To see the constraints (as we currently requested them) on a given track we can call track.getConstraints() and we will see an object that matches the one we passed in to getUserMedia.

To see what Settings actually were applied (that is, which of our preferences became real), we can check track.getSettings().

If we want to have better info around what other Capabilities are available to our active stream, we can see the ranges and possible values via track.getCapabilities(). However, this is one of the few pieces that is not in every major browser yet as it is not in Firefox as of this writing.

Demo

getConstraints()
Unknown
getCapabilities()
Unknown
getSettings()
Unknown

Finally, to apply new constraints we can pass in a new constraints object to track.applyConstraints(). This is a full overwrite, so if we previously had specified a aspectRatio and on this new update we only set a frameRate, the old value for the aspectRatio will be forgotten and its default value will be in effect.

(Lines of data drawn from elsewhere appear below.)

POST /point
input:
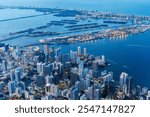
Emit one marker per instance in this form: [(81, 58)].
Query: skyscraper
[(79, 50)]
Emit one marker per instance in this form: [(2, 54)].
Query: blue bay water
[(130, 55)]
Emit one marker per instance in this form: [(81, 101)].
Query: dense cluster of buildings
[(48, 74)]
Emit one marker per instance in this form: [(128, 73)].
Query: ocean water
[(131, 54)]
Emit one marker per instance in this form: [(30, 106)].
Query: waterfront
[(131, 54)]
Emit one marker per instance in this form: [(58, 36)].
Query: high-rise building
[(39, 68), (4, 65), (18, 74), (54, 91), (12, 75), (85, 53), (11, 87), (79, 50)]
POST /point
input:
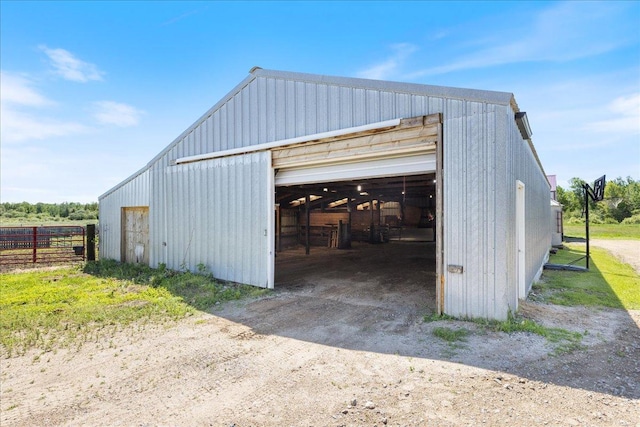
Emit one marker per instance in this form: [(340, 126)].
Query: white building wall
[(484, 155), (521, 164), (134, 192)]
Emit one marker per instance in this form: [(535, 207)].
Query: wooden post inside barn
[(91, 242), (307, 202)]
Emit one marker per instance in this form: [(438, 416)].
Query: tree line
[(44, 211), (621, 202)]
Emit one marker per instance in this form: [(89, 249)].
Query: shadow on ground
[(374, 298)]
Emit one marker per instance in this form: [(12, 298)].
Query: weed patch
[(608, 283), (47, 309), (451, 335)]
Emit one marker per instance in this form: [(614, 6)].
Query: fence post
[(91, 242), (35, 243)]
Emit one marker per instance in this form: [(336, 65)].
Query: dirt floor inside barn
[(341, 342)]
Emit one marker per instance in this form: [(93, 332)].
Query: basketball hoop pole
[(586, 223)]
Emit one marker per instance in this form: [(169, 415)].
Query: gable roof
[(486, 96)]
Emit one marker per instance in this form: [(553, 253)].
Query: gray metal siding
[(135, 192), (470, 135), (484, 155), (212, 226)]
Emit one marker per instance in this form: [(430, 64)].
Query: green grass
[(604, 231), (562, 340), (46, 309), (450, 334), (608, 283)]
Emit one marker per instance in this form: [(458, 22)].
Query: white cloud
[(560, 33), (390, 66), (70, 67), (115, 113), (17, 122), (18, 126), (18, 90), (626, 111)]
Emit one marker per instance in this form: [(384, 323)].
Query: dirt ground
[(339, 343)]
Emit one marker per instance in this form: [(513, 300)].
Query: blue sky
[(91, 91)]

Our constraints object can even pass in a specific deviceId if we know how the system refers to a specific camera. Realistically we will not be able to know that in most cases ahead of time, but there is another Media Devices API we can use called enumerateDevices. Calling this will give us a list of all devices available, with the default ones listed first. This method, however, does not require user permission first, and if you call this method before allowing access via getUserMedia you will get a subset of available information.

[{
"deviceId": "abc",
"kind": "videoinput",
"label": "", // This will be blank until user has granted camera permission
"groupId": "xyz"
}]

If called after camera access is allowed, we get a slightly different result where the label is filled in.

[{
"deviceId": "abc",
"kind": "videoinput",
"label": "Front Camera",
"groupId": "xyz"
}]

With this information, it’s possible to have a button or dropdown that allows you to switch between cameras and change video streams by passing in the appropriate deviceId in as a constraint.

stream = await navigator.mediaDevices.getUserMedia({
video: {deviceId: "abc"},
audio: false
});

Demo

The browser still provides control

Now that we have been responsible and provided many options for our users to opt out or limit their camera usage, we must acknowledge that browsers also provide a lot of options to the user. Just as browsers have introduced ways to mute tabs playing audio in the background, they also (to varying levels) give users control over their camera and microphone usage. Ways to revoke access for all permissions-based methods (such as cameras and location services) have become prominent. So we always need to account for the fact that a user can remove access at any point.

Some browsers let you pause and play an active stream’s track without revoking access, and some even allow you to change the active camera.

Options available to Chromium browser users with an active video.

Get creative

Have fun, be creative, and empower users to be creative and in control.